RECUERDOS MUNDIALISTAS

Goleadas: Engaños y bromas

Un recuerdo del 20 de junio de 1954

20 de junio de 1954

El Mundial de Suiza 1954 tuvo el mejor promedio de goles de la historia: unos fabulosos 5,38 por partido. Hubo varias goleadas, como el 7-0 de Uruguay a Escocia, pero también resultados inusuales, como Austria 7-Suiza 5, por los cuartos de final.

El 20 de junio, por el grupo 2, se marcaron 18 goles en dos partidos. El favorito del torneo, Hungría, le ganó por 8 a 3 a Alemania Federal en Basilea, en tanto Turquía goleó a Corea del Sur en Ginebra por 7 a 0.

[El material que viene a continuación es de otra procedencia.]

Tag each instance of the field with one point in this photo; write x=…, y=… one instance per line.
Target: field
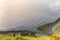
x=58, y=29
x=10, y=37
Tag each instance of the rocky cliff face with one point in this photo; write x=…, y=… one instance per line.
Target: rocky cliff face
x=27, y=14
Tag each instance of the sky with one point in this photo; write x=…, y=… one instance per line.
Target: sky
x=27, y=14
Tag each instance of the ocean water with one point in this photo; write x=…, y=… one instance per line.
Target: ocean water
x=27, y=14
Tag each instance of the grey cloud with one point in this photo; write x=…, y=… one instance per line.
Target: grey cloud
x=26, y=13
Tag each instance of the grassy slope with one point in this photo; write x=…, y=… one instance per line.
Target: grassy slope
x=47, y=27
x=6, y=37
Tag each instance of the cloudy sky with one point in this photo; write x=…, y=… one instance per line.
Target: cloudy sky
x=27, y=13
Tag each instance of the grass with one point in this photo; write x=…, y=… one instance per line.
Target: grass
x=58, y=29
x=18, y=37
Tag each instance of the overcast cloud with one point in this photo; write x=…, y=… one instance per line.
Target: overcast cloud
x=27, y=14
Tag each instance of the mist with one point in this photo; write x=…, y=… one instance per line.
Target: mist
x=27, y=14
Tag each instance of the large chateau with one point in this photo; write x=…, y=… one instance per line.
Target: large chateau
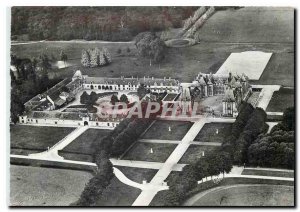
x=45, y=108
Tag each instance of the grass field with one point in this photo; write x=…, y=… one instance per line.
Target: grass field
x=141, y=152
x=281, y=100
x=160, y=198
x=268, y=173
x=248, y=195
x=160, y=130
x=34, y=186
x=250, y=24
x=208, y=132
x=36, y=138
x=194, y=152
x=137, y=174
x=118, y=194
x=82, y=144
x=246, y=29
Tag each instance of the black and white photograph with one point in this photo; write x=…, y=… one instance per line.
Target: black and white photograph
x=153, y=106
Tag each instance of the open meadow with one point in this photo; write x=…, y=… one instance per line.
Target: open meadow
x=36, y=186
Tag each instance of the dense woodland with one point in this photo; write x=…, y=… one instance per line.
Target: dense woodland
x=32, y=80
x=93, y=23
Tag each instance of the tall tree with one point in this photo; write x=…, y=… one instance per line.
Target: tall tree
x=142, y=91
x=85, y=58
x=124, y=98
x=63, y=56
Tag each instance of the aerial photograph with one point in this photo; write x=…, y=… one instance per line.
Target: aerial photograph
x=165, y=106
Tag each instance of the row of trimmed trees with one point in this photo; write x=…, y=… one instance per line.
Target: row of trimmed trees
x=29, y=78
x=249, y=144
x=276, y=149
x=114, y=144
x=150, y=46
x=214, y=163
x=95, y=57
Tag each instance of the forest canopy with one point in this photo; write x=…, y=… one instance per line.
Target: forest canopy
x=93, y=23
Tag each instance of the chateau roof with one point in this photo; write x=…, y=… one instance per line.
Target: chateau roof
x=132, y=81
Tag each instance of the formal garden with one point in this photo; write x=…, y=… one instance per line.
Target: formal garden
x=168, y=130
x=37, y=138
x=153, y=152
x=81, y=148
x=214, y=132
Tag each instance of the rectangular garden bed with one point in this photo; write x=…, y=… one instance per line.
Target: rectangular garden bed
x=160, y=130
x=142, y=152
x=214, y=132
x=35, y=137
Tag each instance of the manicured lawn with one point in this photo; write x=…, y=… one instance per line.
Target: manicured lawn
x=36, y=138
x=280, y=70
x=142, y=152
x=81, y=148
x=194, y=152
x=159, y=199
x=249, y=195
x=160, y=130
x=137, y=174
x=209, y=132
x=35, y=186
x=118, y=194
x=246, y=29
x=250, y=24
x=267, y=173
x=281, y=100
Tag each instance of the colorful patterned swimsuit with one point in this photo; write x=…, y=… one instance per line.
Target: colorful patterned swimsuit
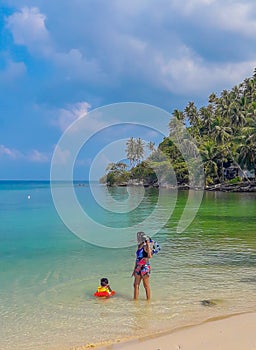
x=142, y=267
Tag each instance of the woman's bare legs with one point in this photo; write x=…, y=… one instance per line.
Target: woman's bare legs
x=146, y=286
x=136, y=285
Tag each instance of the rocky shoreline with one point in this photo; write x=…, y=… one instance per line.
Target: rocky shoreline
x=237, y=187
x=224, y=187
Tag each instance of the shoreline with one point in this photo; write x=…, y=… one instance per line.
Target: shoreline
x=239, y=187
x=229, y=332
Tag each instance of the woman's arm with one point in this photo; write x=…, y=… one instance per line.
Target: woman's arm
x=148, y=249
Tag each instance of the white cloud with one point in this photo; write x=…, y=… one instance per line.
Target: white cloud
x=12, y=71
x=37, y=157
x=61, y=156
x=28, y=29
x=10, y=153
x=189, y=74
x=70, y=114
x=33, y=156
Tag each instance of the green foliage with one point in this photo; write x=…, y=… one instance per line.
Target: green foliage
x=224, y=132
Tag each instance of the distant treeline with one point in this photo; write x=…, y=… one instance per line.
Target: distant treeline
x=224, y=133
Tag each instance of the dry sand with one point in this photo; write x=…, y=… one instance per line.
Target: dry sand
x=236, y=332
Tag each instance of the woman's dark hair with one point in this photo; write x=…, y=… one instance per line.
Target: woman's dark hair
x=104, y=282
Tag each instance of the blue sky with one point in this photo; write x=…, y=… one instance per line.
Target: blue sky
x=61, y=59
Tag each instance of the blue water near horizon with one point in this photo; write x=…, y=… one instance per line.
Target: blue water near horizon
x=48, y=275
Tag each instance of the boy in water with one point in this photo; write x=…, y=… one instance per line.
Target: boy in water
x=104, y=286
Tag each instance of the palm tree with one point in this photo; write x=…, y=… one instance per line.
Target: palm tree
x=151, y=146
x=131, y=150
x=139, y=150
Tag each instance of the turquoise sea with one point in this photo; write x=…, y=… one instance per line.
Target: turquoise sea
x=48, y=275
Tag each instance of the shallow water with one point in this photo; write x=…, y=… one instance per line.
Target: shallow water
x=48, y=275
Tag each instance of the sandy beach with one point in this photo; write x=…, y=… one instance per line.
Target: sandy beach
x=235, y=332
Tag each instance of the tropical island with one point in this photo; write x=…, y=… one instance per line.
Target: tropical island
x=223, y=132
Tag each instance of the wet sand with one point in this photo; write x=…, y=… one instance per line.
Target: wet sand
x=236, y=332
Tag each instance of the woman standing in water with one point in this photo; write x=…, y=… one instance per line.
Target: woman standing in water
x=142, y=265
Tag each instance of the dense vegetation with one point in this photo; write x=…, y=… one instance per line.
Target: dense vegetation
x=224, y=132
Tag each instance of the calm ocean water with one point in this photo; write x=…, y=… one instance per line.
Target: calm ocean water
x=48, y=275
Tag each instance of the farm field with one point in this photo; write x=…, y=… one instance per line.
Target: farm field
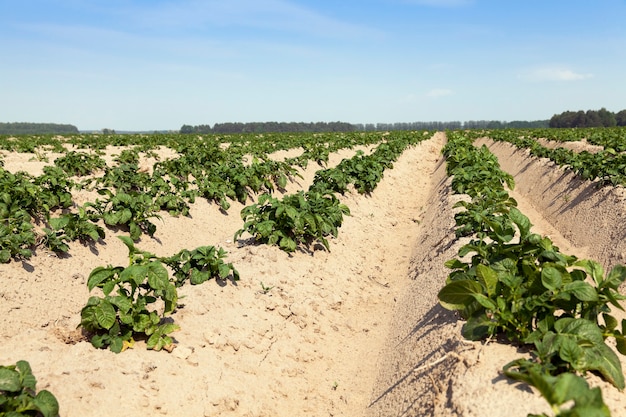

Hungría llegaba a Suiza con un largo invicto. En su último partido de preparación, le había propinado un 7 a 1 a Inglaterra en Budapest. Además de contar con varios cracks, su sistema de juego innovador (un 4-2-4, con doble punta de lanza) hacía estragos en las defensas rivales.

Por su parte, Alemania recién se reintegraba a las competencias internacionales luego que la FIFA le levantara el veto impuesto debido a su papel en la Segunda Guerra Mundial. Por eso no sorprendía un triunfo magiar, aunque las cifras fueron contundentes.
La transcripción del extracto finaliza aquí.